Yes, King Kong roared here. Jurassic Park’s dinosaurs roamed in these forests. Burt Lancaster kissed Deborah Kerr from here to eternity on these beaches. Kauai’s Mount Makana became the musical South Pacific’s mysterious island of Bali Ha’i, always visible but never reachable. Even Kilauea spreading lava and devastation on the Big Island had its Hollywood outing in the Paul Newman-Jacqueline Bisset disaster movie When Time Ran Out.
No wonder Hawaii feels magical. It is preserved in Hollywood’s soft focus. But the volcanos, the rainstorms, the spouting blowholes are as much part of that picture postcard perfection as the plumeria flowers, the leis and the rainbow-coloured shaved ice. I read about “lava boat tours” that ride the choppy ocean to take tourists close to where a fissure has opened up on Big Island and a lava stream meets the sea. It’s supposed to be an incredible sight like a waterfall on fire amidst clouds of steam. But we are tourists, we see the spectacle from a safe distance and leave and post the video on social media. We go back to our hotels on the beach for the two-for-one mai tais during Happy Hour while a local plays the ukulele and a long-haired Hawaiian woman sways in a grass skirt, a flower behind her ear. We do not live with the danger of a river of lava flowing into our neighbourhoods. We do not have to deal with runs on respirators at the local hardware store when volcanoes rumble. It’s easy to forget that some of the very things that make these islands so beautiful for those who visit, also render those who live there all year round utterly vulnerable.

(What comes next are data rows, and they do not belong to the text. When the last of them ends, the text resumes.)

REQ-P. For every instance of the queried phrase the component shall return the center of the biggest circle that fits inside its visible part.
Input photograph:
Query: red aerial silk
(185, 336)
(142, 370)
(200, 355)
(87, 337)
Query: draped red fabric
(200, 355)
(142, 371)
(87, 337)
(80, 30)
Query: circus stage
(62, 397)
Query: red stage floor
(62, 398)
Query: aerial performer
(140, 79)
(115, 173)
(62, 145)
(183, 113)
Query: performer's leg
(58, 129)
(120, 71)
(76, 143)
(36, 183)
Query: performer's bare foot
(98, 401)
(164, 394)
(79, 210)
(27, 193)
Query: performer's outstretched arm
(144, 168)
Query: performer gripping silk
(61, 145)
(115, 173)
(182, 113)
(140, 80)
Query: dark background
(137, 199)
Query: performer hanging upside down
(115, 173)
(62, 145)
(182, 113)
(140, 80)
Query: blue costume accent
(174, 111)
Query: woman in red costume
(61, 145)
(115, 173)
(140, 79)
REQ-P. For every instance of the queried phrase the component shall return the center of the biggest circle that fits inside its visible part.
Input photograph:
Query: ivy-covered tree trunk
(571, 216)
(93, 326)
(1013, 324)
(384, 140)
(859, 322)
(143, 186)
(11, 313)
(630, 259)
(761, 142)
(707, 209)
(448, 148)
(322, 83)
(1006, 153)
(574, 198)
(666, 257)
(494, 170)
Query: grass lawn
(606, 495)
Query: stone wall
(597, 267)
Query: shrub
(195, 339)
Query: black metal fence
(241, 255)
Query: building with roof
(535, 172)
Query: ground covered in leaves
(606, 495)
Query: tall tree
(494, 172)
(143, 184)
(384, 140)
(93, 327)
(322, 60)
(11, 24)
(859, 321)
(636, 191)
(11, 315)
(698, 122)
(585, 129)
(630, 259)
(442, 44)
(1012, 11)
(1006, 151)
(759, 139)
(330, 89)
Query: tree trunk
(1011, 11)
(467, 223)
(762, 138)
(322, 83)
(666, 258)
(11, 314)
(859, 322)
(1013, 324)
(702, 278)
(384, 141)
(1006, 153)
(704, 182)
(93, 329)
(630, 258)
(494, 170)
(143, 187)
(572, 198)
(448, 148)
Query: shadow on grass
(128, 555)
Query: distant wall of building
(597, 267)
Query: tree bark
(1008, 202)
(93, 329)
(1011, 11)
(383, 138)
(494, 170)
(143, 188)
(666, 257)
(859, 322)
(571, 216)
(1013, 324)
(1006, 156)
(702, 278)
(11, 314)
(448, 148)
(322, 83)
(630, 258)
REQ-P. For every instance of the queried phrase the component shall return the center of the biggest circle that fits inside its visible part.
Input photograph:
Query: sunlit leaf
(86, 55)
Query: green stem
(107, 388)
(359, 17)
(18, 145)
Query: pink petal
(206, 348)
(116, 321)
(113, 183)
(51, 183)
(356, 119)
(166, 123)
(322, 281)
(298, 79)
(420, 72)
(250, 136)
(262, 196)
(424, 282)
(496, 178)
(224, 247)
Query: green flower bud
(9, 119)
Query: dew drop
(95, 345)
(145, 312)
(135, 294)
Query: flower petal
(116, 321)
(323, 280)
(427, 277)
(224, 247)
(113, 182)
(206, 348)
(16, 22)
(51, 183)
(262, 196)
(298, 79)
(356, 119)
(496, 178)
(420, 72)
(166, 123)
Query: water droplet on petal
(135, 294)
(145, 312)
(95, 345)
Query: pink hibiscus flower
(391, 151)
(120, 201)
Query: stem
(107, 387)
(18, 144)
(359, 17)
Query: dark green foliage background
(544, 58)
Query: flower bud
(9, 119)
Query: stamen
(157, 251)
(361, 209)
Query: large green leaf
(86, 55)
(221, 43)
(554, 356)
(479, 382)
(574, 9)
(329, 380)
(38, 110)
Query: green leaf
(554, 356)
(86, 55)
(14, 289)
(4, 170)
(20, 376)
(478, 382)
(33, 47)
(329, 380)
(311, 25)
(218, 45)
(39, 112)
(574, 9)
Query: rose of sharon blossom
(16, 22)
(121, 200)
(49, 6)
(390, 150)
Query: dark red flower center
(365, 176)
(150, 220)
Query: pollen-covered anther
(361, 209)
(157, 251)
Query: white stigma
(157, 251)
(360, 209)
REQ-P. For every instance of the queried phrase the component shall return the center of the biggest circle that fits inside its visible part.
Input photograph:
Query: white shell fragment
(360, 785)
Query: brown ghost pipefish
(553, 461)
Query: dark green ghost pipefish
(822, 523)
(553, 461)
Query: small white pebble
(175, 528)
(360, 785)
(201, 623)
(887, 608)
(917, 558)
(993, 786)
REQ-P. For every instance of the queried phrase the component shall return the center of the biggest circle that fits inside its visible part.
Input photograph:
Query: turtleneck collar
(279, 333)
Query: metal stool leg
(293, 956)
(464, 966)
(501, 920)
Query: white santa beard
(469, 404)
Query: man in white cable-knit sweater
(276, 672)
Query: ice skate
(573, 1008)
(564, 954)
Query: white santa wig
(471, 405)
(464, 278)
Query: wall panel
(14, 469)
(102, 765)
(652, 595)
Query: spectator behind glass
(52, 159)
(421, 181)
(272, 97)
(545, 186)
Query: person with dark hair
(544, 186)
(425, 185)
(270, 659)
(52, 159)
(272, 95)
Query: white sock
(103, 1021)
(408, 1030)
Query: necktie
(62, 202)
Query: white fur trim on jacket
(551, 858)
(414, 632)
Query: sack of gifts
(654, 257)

No matter how enchanting, sooner or later we leave, laden with bags of macadamia nuts and loud flowery shirts we will never wear again. That act of leaving preserves the island’s allure for us, its mystique safe in our vacation memories. As my plane took off from Lihue airport, I looked out of the window and saw the ground staff, in their pink shirts and tan shorts, all standing in a line on the runway and waving goodbye as we took off into the gathering clouds. “How perfect” gushed the woman behind me.
It was perfect indeed, a perfect tourist fantasy where hot lava is only a spicy salt.